The coronavirus disease 2019 (COVID-19) pandemic, also known as severe acute respiratory syndrome coronavirus 2 (SARS-CoV-2), is an infectious respiratory disease caused by the virus known as COVID-19 belonging to the coronavirus family. Although COVID-19 presents tropism for the epithelial cells of the respiratory tract that express the angiotensin-converting enzyme-2 (ACE-2) receptor, patients with COVID-19 infection may present symptoms of hyper-systemic inflammation that can sometimes cause an increase in clotting, and thus predispose them to thrombotic events in both venous and arterial circulation [1]. Moreover, thrombotic complications in SARS-CoV-2 infections are an important cause of morbidity and mortality [2,3].

This thrombogenicity is thought to be secondary to a process of systemic inflammation, platelet activation and endothelial dysfunction [4].

A wide variety of studies show the impaired haemostatic balance in SARS-CoV-2 infection, both in hypercoagulation and hypofibrinolytic states [5-8]. Unfortunately, the mechanisms underlying the haemostatic disorders associated with SARS-CoV-2 infection are not yet completely defined.

A severe inflammatory response to the virus, known as "thrombus inflammation” [2], was confirmed in other coronavirus infections, such as severe acute respiratory syndrome coronavirus 1 (Sars-Cov-1) and Middle-Eastern respiratory syndrome (MERS) [9].

The intense inflammatory response can also cause widespread endothelial damage. It is currently unknown whether the virus has a direct effect on platelet activity [10-11].

Endothelial damage causes the exposure to subendothelial collagen and tissue factor (TF), which, together with the von Willebrand factor (vWF), leads to the activation of the coagulation cascade and platelet adhesion pathways [12-13]. Furthermore, angiotensin II upregulates the expression of the type-I plasminogen-activator inhibitor (PAI-1) in endothelial cells [14], thus creating a prothrombotic condition.

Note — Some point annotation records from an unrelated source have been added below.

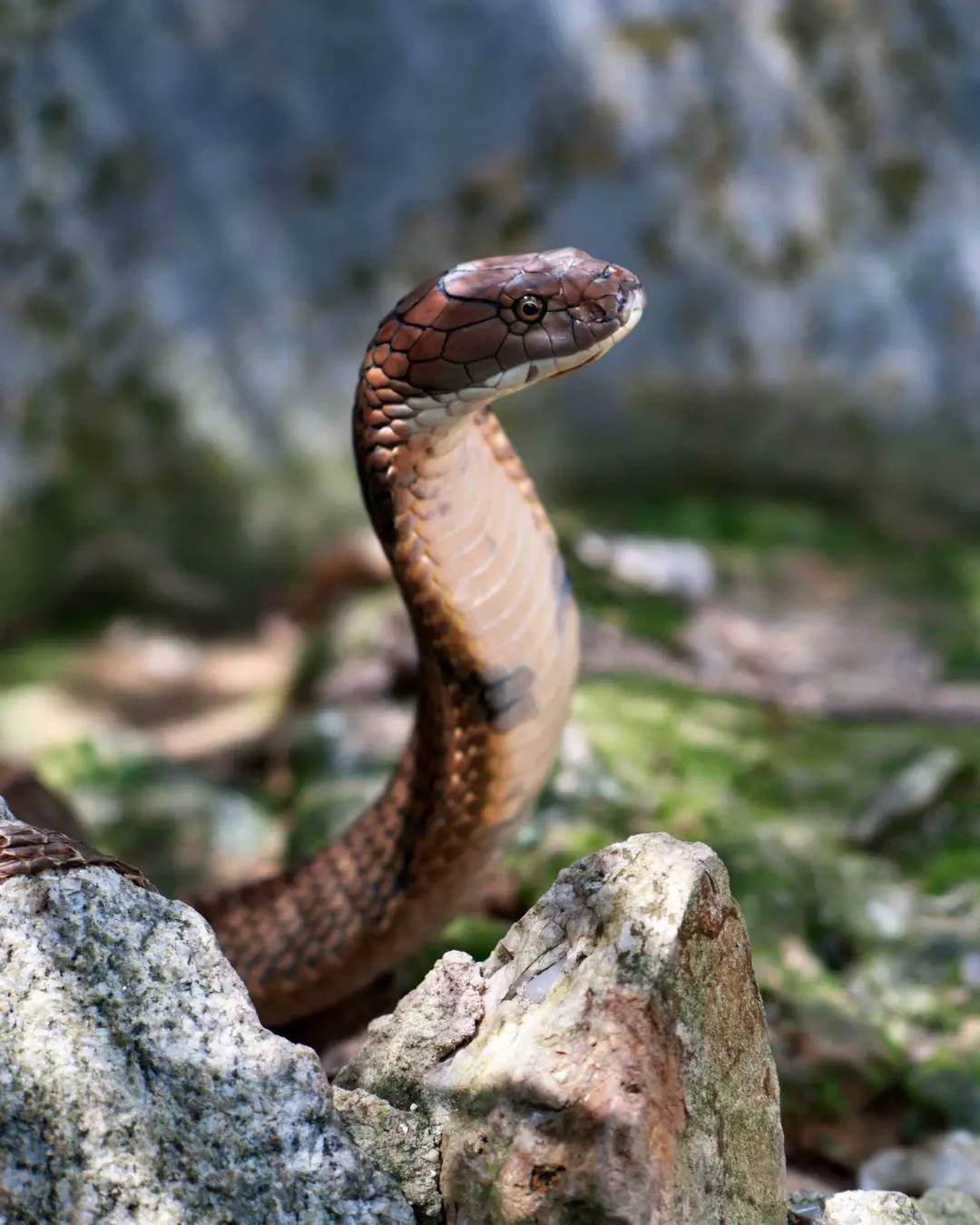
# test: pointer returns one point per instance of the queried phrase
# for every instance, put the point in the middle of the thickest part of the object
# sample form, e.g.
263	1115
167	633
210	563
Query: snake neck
478	565
497	634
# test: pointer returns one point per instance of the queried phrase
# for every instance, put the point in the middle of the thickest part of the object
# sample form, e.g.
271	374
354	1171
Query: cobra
496	627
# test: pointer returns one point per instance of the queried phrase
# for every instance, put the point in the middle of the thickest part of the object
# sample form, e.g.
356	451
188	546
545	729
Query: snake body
496	627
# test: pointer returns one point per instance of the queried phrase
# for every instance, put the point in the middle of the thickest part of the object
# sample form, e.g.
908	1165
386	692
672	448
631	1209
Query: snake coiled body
492	610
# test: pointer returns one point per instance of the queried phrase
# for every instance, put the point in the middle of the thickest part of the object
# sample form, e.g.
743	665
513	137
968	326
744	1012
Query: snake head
490	328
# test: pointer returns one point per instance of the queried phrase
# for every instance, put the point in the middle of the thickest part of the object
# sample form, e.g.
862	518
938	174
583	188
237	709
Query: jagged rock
136	1083
606	1063
668	567
805	224
871	1208
945	1206
940	1206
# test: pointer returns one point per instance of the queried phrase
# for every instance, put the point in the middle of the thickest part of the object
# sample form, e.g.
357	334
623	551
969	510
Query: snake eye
529	308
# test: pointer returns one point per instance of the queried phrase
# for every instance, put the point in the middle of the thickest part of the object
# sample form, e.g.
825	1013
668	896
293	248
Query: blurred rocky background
769	497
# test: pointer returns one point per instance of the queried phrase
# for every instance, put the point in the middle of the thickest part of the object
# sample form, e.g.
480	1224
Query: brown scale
494	685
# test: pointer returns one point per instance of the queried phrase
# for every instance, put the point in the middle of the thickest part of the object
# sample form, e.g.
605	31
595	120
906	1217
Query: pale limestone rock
871	1208
946	1206
608	1063
136	1083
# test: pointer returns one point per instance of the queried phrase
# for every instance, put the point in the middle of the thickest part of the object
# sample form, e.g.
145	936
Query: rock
948	1161
606	1063
136	1083
944	1206
667	567
871	1208
909	794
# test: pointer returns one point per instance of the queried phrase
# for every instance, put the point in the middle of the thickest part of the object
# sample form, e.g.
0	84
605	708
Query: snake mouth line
545	369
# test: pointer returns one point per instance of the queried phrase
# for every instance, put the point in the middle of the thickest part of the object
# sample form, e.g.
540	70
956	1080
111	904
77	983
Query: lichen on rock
136	1083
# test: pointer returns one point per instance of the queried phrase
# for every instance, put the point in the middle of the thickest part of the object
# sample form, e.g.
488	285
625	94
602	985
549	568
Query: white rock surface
136	1083
608	1063
871	1208
947	1161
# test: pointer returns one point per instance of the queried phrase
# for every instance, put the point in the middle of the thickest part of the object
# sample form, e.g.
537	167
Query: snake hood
490	328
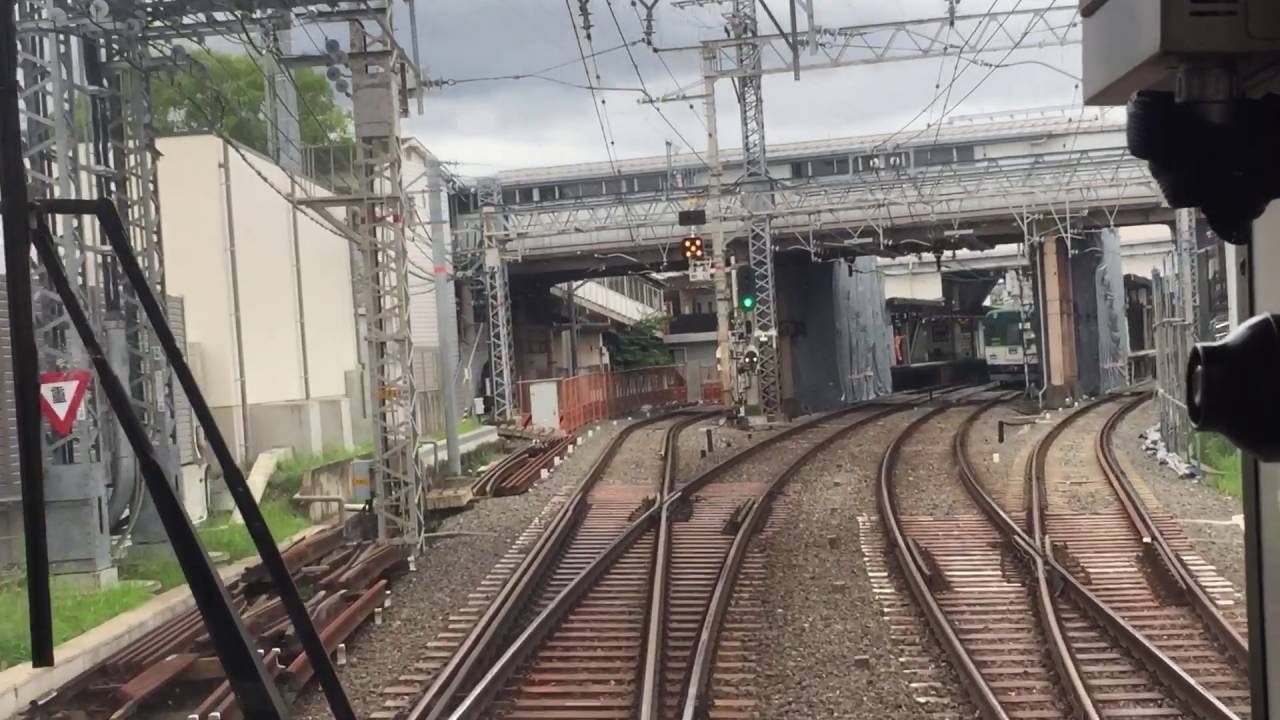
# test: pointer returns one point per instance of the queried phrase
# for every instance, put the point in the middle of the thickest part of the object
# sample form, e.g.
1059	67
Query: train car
1009	355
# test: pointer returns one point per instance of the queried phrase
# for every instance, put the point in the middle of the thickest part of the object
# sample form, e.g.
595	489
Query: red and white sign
60	396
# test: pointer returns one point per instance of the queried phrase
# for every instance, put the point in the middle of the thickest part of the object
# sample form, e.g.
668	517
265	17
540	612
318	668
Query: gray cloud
490	126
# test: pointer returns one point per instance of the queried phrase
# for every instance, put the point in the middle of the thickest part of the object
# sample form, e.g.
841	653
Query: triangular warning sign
60	396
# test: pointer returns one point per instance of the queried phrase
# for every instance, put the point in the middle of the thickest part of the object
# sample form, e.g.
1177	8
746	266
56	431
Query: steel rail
695	701
983	697
1050	621
1184	686
511	600
1146	527
492	682
650	675
1038	550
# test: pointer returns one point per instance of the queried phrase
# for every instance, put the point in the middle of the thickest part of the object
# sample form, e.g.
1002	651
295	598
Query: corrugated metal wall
8	423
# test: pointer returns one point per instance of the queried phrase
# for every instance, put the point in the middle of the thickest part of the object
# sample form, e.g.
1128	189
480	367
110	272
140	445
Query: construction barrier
599	396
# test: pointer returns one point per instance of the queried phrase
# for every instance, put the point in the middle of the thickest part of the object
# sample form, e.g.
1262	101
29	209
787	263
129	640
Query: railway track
1066	611
172	670
639	604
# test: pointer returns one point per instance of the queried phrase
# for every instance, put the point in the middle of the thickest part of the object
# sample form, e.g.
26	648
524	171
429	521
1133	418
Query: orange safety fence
599	396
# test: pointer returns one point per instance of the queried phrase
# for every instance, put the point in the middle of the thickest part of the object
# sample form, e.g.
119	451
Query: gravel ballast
448	569
1206	515
826	650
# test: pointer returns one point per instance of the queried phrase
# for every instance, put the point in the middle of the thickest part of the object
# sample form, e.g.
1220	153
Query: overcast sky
499	124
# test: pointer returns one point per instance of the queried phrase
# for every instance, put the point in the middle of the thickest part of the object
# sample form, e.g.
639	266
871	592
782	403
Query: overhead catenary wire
938	96
672	76
599	115
645	89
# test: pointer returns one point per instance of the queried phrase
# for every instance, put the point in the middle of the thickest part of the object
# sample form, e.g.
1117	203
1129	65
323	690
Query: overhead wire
599	117
645	89
938	96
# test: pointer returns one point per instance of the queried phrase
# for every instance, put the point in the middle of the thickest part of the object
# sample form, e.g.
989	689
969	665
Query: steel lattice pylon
498	301
49	99
88	132
384	279
758	200
131	141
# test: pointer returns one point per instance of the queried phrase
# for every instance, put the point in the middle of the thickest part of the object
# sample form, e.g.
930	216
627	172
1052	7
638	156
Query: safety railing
598	396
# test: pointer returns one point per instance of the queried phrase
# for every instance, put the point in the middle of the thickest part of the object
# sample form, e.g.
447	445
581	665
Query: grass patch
1219	454
467	424
218	534
77	611
74	613
287	479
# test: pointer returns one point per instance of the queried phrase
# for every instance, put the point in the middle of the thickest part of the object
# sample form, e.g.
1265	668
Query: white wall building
266	288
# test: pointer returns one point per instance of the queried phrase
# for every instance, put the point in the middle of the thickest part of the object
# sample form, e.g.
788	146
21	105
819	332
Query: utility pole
446	317
714	215
758	201
380	208
498	301
26	360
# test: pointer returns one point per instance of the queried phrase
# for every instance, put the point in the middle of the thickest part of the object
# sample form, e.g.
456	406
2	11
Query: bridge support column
1061	373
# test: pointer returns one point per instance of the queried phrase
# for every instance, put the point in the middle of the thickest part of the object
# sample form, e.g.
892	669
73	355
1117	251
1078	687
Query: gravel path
822	616
1205	513
447	570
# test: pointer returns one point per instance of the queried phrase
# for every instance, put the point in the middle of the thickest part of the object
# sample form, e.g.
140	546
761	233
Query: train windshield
1001	329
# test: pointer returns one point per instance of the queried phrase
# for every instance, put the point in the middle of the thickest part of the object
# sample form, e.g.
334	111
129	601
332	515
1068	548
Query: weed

SARS-CoV-2 vaccines used, at present, to prevent COVID-19 encode for the spike protein. However, thrombotic events with associated thrombocytopenia were reported in subjects receiving viral vector vaccines [15-18], probably caused by the cross-reaction of platelet-activating factor-4 antibodies [19].

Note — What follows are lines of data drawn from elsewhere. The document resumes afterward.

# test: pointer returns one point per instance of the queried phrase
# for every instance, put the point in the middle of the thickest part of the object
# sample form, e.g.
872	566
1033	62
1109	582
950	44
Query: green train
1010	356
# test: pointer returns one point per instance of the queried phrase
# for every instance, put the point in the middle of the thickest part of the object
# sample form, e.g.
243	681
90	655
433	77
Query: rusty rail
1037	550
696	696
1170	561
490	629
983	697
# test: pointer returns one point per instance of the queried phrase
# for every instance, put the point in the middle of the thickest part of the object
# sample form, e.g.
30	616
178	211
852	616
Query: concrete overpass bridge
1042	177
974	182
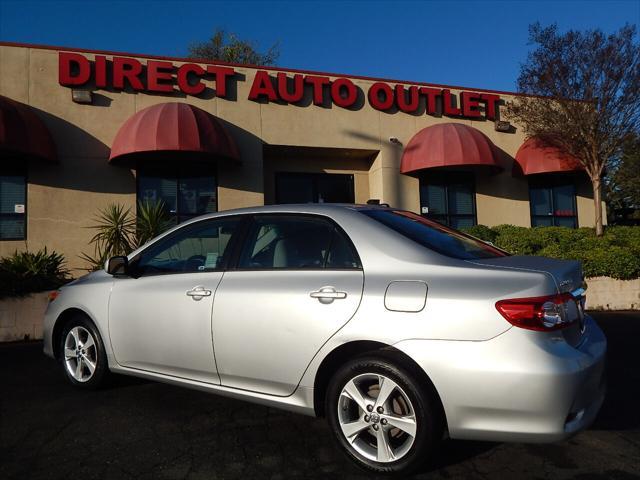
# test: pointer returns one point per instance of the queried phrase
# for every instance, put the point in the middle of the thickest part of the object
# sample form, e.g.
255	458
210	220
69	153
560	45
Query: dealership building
81	129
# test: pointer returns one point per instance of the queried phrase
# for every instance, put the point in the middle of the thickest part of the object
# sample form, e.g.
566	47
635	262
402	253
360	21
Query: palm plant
119	233
115	235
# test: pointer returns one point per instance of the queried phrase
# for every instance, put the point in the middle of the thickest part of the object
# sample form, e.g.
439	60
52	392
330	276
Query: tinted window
12	207
185	192
314	188
434	236
448	198
196	248
553	201
296	242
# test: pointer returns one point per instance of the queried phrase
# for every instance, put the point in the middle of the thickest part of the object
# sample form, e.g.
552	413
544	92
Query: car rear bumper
521	386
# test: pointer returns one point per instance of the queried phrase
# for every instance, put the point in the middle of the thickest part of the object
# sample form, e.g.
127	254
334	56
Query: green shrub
616	254
28	272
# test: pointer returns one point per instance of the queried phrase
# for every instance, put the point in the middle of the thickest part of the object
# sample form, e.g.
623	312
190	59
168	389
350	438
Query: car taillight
539	313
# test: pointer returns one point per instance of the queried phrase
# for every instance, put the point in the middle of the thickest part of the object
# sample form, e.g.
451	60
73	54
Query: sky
467	43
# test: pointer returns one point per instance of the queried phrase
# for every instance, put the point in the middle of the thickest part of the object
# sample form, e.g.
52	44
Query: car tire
396	435
82	354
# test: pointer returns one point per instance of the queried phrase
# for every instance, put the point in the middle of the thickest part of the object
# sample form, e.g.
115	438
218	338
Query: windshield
435	236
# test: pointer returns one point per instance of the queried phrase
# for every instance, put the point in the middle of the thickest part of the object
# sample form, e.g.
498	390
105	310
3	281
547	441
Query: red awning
22	133
448	145
173	127
534	156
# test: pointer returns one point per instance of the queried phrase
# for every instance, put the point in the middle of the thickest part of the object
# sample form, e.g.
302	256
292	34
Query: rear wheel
82	353
381	416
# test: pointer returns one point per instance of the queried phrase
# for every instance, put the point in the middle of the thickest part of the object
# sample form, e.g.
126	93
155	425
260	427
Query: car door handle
328	295
198	292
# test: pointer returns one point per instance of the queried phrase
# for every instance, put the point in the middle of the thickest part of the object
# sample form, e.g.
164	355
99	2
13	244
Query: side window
295	242
200	247
341	254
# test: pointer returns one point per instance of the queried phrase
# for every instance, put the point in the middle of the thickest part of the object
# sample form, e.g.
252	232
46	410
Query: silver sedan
396	329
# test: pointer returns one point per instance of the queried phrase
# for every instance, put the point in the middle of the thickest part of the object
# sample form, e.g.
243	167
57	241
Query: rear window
435	236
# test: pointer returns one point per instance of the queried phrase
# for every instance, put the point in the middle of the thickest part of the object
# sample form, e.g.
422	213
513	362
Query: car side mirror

Among the four SARS-CoV-2 vaccines approved in Italy at the time of enrollment of our patients, two were mRNA vaccines (Pfizer and Moderna) and two were viral vector vaccines (AstraZeneca and Johnson & Johnson).

STEMI remains an important cause of cardiovascular mortality and morbidity, and coronary thrombosis is the main pathophysiological mechanism. In addition, thrombotic burden, coronary artery type or number of vessels involved, distal embolization and no reflow affect the short- and long-term mortality rates of heart attack patients [20-22].

The literature data show that COVID-19 infection may increase the risk of ischemic cardiovascular events. Similar to other acute infections, the underlying mechanisms may include cytokine-mediated plaque destabilization and blood hypercoagulability [23-26].

However, it is difficult to establish the actual prevalence of COVID-19 infection in the general population, as often the disease may be completely asymptomatic.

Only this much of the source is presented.